De lo más profundo de sus entrañas, el joven guerrero lanzó su mejor grito y entabló una de las tantas peleas brutales con su padre. Lances bloqueados, llaves estratégicas, ráfagas en el momento justo: Vegeta debía admitir que Daiko mejoró en su ausencia. ¡Un niño de clase media, con más habilidad de la que él tuvo en su niñez! No pudo evitar la mezcla de envidia y orgullo que se apoderaba de su corazón.

Los minutos pasaban. La adrenalina se disparaba. Las energías del pequeño disminuían por su sobreesfuerzo con aquel guerrero experimentado. Y en un desliz propio de su edad, Daiko nuevamente fue vencido, para esta vez no volver a luchar en aquella jornada.

Vegeta detuvo su ímpetu al verlo en el suelo: por alguna razón que le costaba entender, contemplaba a su hijo más tiempo del que veía. ¿Echarlo de menos? Eso no existía entre los saiyajin. Tampoco quiso averiguar aquella extraña sensación e hizo lo mismo que todas las veces que entrenaban: darle la espalda.

—Padre… —la voz del infante lo detuvo— dime si al menos estuvo bien.

El comandante lo miró de reojo, esbozando un ligero bufido.

—Para un niño de clase media… ¡pero quién sabe a futuro! —encogió sus hombros, marchándose del lugar.

Daiko se incorporó lentamente, con el cuerpo magullado. Ya oía las quejas de su abuela por el maltrato recibido, las discusiones entre ella y su madre; pero no se arrepentía. Por aquel momento, las palabras de Vegeta le parecieron sinceras.

Y eso le bastaba.


N.A.:

¡Buenos días! ¡Vuelvo con un nuevo capítulo para este fic! Me he retrasado un poco, por asuntos de mi trabajo y los estudios, pero me he propuesto actualizar varios long-fics, en tanto tenga la posibilidad.

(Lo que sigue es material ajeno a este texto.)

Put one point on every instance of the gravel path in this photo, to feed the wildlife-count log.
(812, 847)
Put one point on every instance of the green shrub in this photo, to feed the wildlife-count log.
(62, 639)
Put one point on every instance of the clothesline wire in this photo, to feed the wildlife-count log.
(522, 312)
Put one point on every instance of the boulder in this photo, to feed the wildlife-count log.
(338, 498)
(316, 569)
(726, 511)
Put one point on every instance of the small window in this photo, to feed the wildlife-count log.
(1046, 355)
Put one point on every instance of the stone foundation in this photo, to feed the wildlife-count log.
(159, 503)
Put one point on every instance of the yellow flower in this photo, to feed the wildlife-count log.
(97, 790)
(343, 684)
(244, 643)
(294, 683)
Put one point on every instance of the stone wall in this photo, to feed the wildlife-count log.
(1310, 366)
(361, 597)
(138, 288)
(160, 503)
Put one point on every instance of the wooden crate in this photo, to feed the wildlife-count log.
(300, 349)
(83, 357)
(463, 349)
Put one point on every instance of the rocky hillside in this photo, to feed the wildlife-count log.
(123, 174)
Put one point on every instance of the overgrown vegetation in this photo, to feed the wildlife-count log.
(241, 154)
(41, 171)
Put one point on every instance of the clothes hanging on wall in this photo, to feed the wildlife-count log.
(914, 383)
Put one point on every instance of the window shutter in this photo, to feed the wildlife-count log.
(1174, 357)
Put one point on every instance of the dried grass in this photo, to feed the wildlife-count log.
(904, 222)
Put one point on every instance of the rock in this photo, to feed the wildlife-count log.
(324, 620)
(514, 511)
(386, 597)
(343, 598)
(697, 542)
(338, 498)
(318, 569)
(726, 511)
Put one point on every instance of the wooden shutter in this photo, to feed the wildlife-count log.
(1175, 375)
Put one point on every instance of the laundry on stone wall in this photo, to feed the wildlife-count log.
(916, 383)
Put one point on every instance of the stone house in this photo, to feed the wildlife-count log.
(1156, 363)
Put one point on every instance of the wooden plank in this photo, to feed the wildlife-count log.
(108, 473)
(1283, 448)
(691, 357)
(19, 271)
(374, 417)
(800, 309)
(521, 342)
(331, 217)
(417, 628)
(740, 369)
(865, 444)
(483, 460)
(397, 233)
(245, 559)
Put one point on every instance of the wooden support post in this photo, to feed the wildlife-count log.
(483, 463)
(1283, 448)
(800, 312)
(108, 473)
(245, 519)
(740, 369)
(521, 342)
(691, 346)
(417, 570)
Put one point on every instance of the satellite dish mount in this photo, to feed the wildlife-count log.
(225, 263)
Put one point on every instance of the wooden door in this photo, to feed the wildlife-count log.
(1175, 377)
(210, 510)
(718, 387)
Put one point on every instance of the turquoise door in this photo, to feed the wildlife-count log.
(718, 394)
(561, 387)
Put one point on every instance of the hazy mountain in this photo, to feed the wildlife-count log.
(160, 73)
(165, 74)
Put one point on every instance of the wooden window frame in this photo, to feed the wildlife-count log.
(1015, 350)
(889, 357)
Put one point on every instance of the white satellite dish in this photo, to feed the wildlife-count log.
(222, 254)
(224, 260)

¡Bien, bien! Aquí atestiguamos los primeros minutos de acción de Daiko en la historia: ¡un guerrero de clase media! Rayos, debe ser bien difícil vivir en un lugar donde te cataloguen por "x" razones… mucho más, si eres despreciado por tus padres. Esperemos a ver cómo nuestro protagonista enfrenta cada suceso con ese carácter saiyajin que ya está demostrando :D

Este capítulo se lo dedico a Schala S: tenía temor por este proyecto nuevo, pero gracias a ti, he encontrado el impulso para continuar. ¡Espero que les guste mucho este fragmento! ¡Cuídense mucho!